Clinical Trial Finder

Inclusion Criteria:

• - Histologically confirmed non-squamous non-small cell lung cancer.

• - 1-10 metastases on contrast-enhanced MRI.

• - No anti-angiogenic therapy within previous 90 days.

• - Radiotherapy for extracranial lesions is permitted.

• - Tyrosine kinase inhibitors (TKI) are permitted in patients with progression of intracranial metastases during previous TKI therapy.

• - Patients have measurable or evaluable lesions based on the Response Evaluation Criteria in Solid Tumors (RECIST) criteria.

• - Eastern Cooperative Oncology Group (ECOG) performance status 0-1.

• - Normal function of organs and bone marrow within 14 days: Total bilirubin 1.5 times or less the upper limits of normal (ULN); AST and ALT 1.5 times or less the ULN; absolute neutrophil count≥ 500 cells/mm3; creatinine clearance rate(CCR) ≥45 mL/min; Platelet count≥50,000 cells/mm3; international normalized ratio(INR) ≤1.5，Prothrombin Time (PT)≤ 1.5 × ULN.

• - Informed-consent.

Exclusion Criteria:

• - Squamous cell carcinoma or small cell carcinoma of lung.

• - Intracranial metastases needed surgical decompression.

• - Patients with contraindications for MRI.

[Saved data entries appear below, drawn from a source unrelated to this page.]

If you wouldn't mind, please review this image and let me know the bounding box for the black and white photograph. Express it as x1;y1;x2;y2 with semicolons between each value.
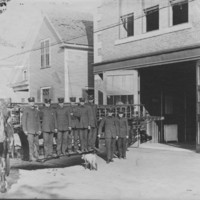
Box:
0;0;200;199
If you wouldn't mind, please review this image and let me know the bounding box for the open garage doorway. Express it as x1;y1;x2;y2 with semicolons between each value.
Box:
139;61;196;145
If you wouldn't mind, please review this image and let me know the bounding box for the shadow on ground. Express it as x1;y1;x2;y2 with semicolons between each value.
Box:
10;155;86;170
165;142;196;151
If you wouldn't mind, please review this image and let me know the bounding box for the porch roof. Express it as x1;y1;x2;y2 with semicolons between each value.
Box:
11;80;29;92
93;44;200;73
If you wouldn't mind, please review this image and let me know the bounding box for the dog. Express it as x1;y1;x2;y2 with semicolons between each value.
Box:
81;153;97;171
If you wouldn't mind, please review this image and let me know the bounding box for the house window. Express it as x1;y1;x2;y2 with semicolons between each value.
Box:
40;87;51;102
107;95;134;105
23;70;27;81
171;0;188;25
120;13;134;38
41;39;50;68
145;5;159;32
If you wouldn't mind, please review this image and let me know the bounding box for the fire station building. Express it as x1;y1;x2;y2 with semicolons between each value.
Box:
93;0;200;151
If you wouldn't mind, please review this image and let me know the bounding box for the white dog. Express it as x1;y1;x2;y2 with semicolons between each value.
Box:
81;153;97;171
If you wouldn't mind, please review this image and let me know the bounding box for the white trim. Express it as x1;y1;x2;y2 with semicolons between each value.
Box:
115;22;192;45
60;43;93;50
43;15;63;42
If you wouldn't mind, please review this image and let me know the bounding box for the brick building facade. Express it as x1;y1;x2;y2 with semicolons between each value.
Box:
93;0;200;150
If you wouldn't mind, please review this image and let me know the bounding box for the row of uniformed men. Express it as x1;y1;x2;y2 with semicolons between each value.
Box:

• - Previous radiotherapy or excision for intracranial metastases.

• - Chemotherapy, immunotherapy or biotherapy within 7 days before or after fractionated stereotactic radiotherapy.

• - The tumor has completely approached, encircled, or invaded the intravascular space of the great vessels (e.g., the pulmonary artery or the superior vena cava) - A cavity over 2cm in diameter of primary tumor or metastasis.

• - Bleeding tendency or coagulation disorder.

• - Hemoptysis (1/2 teaspoon blood/day) happened within 1 month.

• - The use of full-dose anticoagulation within the past 1 month.

• - Severe vascular disease occurred within 6 months.

• - Gastrointestinal fistula, perforation or abdominal abscess occurred within 6 months.

• - Hypertensive crisis, hypertensive encephalopathy, symptomatic heart failure (New York class II or above), active cerebrovascular disease or cardiovascular disease occurred within 6 months.

• - Uncontrolled hypertension (systolic > 150mmHg and/or diastolic > 100mmHg) - Major surgery within 28 days or minor surgery or needle biopsy within 48 hours.

• - Urine protein 3-4+, or 24h urine protein quantitative >1g.

• - Severe uncontrolled disease.

• - Uncontrollable seizure or psychotic patients without self-control ability.

• - Women in pregnancy, lactation period.

- Other not suitable conditions determined by the investigators

This Phase II randomized study is to determine the efficacy and safety of Bevacizumab combined with fractionated stereotactic radiation therapy(FSRT) in patients with 1 to 10 brain metastases in non-squamous non-small cell lung cancer by assessing the treatment response, neurological symptoms and quality of life. Patients will receive Bevacizumab(7.5mg/kg, q3w, i.v.) before and after FSRT(40Gy in 10 fractions or 30Gy in 5 fractions) to the brain metastases with Bevacizumab (7.5mg/kg, q3w, IV). The primary end point is the objective response rate. The secondary end points are 1-y iPFS, 1-y PFS, 1-y OS, perilesional edema of brain metastases, neurological symptoms, quality of life and safety of the treatment.

Arms

Experimental: FSRT & Bevacizumab

Patients will receive Bevacizumab before and after FSRT: daily FSRT(40Gy in 10 fractions or 30Gy in 5 fractions) to the brain metastases with Bevacizumab(7.5mg/kg, q3w, IV)

Interventions

Combination Product: - FSRT combined with Bevacizumab

Bevacizumab: Patients will receive Bevacizumab (7.5mg/kg, q3w, IV) before and after FSRT. Fractionated stereotactic radiotherapy(FSRT): 40 Gy/10 fractions or 30 Gy/5 fractions for GTV will be delivered to brain metastases.